Between the Anigrus and the mountain from which the Jardanes rises, a meadow and a sepulchre are shown, and the Achææ, which are rocks broken off from the same mountain, above which was situated, as I have said, the city Samos. Samos is not mentioned by any of the authors of Peripli, or Circumnavigations; because perhaps it had been long since destroyed, and perhaps also on account of its position.

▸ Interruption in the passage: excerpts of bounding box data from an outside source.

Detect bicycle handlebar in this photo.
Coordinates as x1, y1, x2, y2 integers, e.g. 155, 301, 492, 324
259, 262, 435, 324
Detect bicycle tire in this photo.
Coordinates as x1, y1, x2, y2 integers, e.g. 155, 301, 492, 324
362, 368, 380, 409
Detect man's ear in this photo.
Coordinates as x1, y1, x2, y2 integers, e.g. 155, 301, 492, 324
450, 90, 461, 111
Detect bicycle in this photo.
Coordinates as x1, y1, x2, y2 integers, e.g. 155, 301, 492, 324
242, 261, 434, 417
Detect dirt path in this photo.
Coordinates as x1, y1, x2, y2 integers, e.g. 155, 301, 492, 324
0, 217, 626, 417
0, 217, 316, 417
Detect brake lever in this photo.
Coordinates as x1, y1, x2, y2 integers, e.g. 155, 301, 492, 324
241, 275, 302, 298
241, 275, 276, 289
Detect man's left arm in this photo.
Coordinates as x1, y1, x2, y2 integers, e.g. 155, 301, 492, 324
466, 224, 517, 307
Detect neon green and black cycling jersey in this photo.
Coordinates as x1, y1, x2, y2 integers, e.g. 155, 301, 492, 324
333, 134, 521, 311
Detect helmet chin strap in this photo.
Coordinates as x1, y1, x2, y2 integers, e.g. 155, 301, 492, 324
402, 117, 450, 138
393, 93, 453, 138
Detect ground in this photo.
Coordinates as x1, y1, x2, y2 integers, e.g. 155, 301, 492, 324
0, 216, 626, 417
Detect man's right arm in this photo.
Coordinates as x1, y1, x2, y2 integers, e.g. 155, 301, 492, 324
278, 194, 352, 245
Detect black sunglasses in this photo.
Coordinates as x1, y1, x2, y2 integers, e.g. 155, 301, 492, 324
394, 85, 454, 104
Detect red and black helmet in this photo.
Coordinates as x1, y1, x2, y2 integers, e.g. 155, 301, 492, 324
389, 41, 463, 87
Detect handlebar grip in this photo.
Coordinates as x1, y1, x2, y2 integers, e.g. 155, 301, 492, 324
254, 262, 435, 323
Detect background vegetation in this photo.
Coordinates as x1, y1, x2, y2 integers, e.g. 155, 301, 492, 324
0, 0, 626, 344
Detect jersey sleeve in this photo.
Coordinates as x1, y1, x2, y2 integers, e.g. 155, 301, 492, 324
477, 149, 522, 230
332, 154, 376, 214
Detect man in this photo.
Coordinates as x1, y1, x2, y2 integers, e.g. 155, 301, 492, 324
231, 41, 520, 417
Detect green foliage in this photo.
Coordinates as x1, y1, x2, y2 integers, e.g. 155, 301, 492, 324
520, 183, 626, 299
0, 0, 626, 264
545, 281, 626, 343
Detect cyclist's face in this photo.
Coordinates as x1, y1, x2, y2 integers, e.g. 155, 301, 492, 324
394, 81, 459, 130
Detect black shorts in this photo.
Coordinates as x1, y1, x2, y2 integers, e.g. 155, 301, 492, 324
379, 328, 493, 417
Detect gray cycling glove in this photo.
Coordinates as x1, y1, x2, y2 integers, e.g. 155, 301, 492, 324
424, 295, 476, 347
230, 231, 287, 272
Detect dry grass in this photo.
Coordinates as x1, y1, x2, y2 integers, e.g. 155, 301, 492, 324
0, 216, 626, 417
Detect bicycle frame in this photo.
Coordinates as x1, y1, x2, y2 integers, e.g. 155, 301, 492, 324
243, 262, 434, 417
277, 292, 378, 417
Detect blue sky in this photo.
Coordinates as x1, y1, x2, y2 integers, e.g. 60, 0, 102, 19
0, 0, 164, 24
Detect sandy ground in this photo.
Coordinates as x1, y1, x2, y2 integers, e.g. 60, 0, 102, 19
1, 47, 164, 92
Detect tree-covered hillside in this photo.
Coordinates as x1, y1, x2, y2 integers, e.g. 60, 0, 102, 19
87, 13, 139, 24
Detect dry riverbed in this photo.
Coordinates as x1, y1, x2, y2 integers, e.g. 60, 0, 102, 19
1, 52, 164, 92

For the Poseidium is a grove, as I have said, near the sea, a lofty eminence rises above it, situated in front of the present Samicum, where Samos once stood, so that it cannot be seen from the sea.

Here also is the plain called Samicus, from which we may further conjecture that there was once a city Samos.

According to the poem Rhadinē, of which Stesichorus seems to have been the author, and which begins in this manner, “‘Come, tuneful Muse, Erato, begin the melodious song, in praise of the lovely Samian youths, sounding the strings of the delightful lyre:’” these youths were natives of this Samos. For he says that Rhadinē being given in marriage to the tyrant, set sail from Samos to Corinth with a westerly wind, and therefore certainly not from the Ionian Samos. By the same wind her brother, who was archi-theorus, arrived at Delphi. Her cousin, who was in love with her, set out after her in a chariot to Corinth. The tyrant put both of them to death, and sent away the bodies in a chariot, but changing his mind, he recalled the chariot, and buried them.